現在妊娠8カ月です。妊娠初期の頃のつわりで歯磨きが十分にできなかったためか、歯や歯茎が痛くなり、歯科を受診したところ、虫歯が13本ありました。虫歯だけでなく、歯茎も弱い状態で歯周病になりかけていると言われました。その後、切迫早産になり1カ月ほど治療を中断していたのですが、妊娠中に治療してしまった方が良いのかどうか悩んでいます。歯周病は早産とも関連があると聞いたことがありますが本当でしょうか。また、歯周病や虫歯をそのままにしておくのは心配なのですが、妊娠中、治療はいつ頃まで可能なのでしょうか。(30代・女性)

歯周病は早産リスクを高くする

妊娠中の歯周病は、早産や低出生体重児のリスクに大きくかかわっているようです。高齢出産よりもさらにリスクが上がるという指摘がありました。

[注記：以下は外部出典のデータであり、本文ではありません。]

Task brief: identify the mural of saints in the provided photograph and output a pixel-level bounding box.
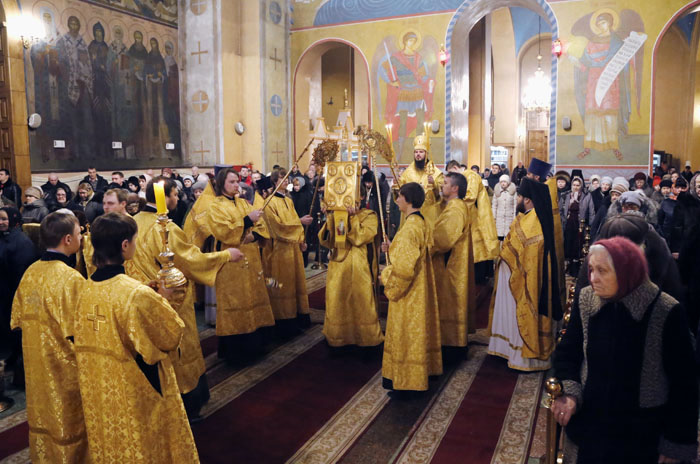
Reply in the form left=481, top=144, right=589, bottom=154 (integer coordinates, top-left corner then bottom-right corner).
left=568, top=8, right=646, bottom=160
left=25, top=5, right=181, bottom=170
left=373, top=29, right=437, bottom=162
left=56, top=16, right=95, bottom=159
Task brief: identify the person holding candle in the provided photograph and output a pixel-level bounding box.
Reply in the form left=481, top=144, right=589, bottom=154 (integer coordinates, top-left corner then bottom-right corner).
left=399, top=133, right=445, bottom=227
left=75, top=212, right=199, bottom=464
left=125, top=177, right=243, bottom=419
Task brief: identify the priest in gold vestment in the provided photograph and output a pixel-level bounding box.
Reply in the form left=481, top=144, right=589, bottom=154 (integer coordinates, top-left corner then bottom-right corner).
left=72, top=213, right=199, bottom=464
left=399, top=135, right=444, bottom=227
left=381, top=182, right=442, bottom=391
left=209, top=168, right=275, bottom=364
left=432, top=172, right=473, bottom=358
left=263, top=169, right=313, bottom=335
left=10, top=212, right=88, bottom=464
left=488, top=177, right=562, bottom=371
left=124, top=177, right=237, bottom=417
left=318, top=185, right=384, bottom=347
left=447, top=161, right=500, bottom=333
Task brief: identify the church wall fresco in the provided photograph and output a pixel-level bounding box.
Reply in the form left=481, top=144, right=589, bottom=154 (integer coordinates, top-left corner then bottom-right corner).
left=291, top=0, right=689, bottom=169
left=21, top=0, right=182, bottom=171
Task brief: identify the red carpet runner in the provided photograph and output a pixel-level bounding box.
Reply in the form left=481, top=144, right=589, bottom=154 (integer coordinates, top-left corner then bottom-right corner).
left=192, top=343, right=381, bottom=464
left=433, top=356, right=518, bottom=464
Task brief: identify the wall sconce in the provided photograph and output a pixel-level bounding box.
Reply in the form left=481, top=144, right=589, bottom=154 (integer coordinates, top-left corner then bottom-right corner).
left=438, top=44, right=450, bottom=66
left=552, top=39, right=564, bottom=58
left=8, top=13, right=46, bottom=49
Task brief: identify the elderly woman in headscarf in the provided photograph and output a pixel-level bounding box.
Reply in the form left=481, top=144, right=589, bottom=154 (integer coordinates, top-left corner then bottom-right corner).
left=579, top=174, right=612, bottom=225
left=552, top=237, right=698, bottom=464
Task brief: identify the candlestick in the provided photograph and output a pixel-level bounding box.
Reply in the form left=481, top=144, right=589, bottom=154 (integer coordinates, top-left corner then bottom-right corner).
left=153, top=181, right=168, bottom=216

妊娠中はホルモンバランスの影響で、口内環境が変化すること・つわりで食べることがままならず唾液の分泌が減ること・吐き気で歯磨きが満足にできないことなどから、虫歯や歯周病などのトラブルが起こりやすくなります。(看護師)
妊娠中の歯周病が早産や低出生体重児の確率を高くするという報告があります。高齢出産による発生率よりも高くなるといわれています。(看護師)
これは、炎症によって量が増えるサイトカインという活性物質がプロスタグランディンの分泌を促してしまい、子宮収縮が起こるためといわれています。(看護師)

妊娠中の治療がベスト

出産してからでは治療が難しくなるため、妊娠中に治療しておくことが勧められています。体調を見ながらですが、仰向けになって苦しくなければ治療が可能だとアドバイスがありました。

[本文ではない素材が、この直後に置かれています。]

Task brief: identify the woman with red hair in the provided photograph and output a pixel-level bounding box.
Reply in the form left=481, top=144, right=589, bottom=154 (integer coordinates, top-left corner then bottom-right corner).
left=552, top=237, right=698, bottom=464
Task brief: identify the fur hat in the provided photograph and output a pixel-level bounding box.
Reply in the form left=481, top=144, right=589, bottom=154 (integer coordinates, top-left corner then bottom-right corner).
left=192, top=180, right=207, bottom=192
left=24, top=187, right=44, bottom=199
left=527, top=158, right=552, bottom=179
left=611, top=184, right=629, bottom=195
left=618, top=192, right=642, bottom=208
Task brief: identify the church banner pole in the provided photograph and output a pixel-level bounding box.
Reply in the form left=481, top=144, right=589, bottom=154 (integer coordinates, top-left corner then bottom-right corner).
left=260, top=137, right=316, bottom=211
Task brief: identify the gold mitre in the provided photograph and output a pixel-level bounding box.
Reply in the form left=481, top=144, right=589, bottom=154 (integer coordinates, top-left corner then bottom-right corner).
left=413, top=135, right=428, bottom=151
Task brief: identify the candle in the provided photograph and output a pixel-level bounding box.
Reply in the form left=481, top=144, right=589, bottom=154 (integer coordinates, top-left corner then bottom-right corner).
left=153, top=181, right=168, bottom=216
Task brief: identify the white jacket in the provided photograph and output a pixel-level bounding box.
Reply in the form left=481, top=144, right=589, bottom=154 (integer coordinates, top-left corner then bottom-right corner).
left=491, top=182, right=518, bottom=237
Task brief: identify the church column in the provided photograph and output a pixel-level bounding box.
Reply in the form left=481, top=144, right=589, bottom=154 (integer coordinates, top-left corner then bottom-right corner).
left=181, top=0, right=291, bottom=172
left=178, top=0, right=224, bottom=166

出産後は歯科通院が難しくなるので、妊娠中に出来るだけ治療して下さい。いつ頃までということはなく、体調に問題なければ出産間近まで可能でしょう。(看護師)
治療を受ける時期としては、つわりが終わり安定期に入った後から、仰向けになっても苦しくない時期までが適しているでしょう。ただし、妊娠37週を過ぎると陣痛がいつ来てもおかしくない状態になりますので、仰向けになれたとしても無理はせず、長時間の治療は避け、応急処置程度の治療を受けるようにしましょう。(看護師)

妊娠中の歯周病は、早産などのリスクを高めるという報告があるようです。出産後は通院が難しくなるため、妊娠中のうちにできるだけ治療しておくことが勧められています。いつまで治療できるという決まりはありませんが、仰向けになって苦しくない時期までが適しているようです。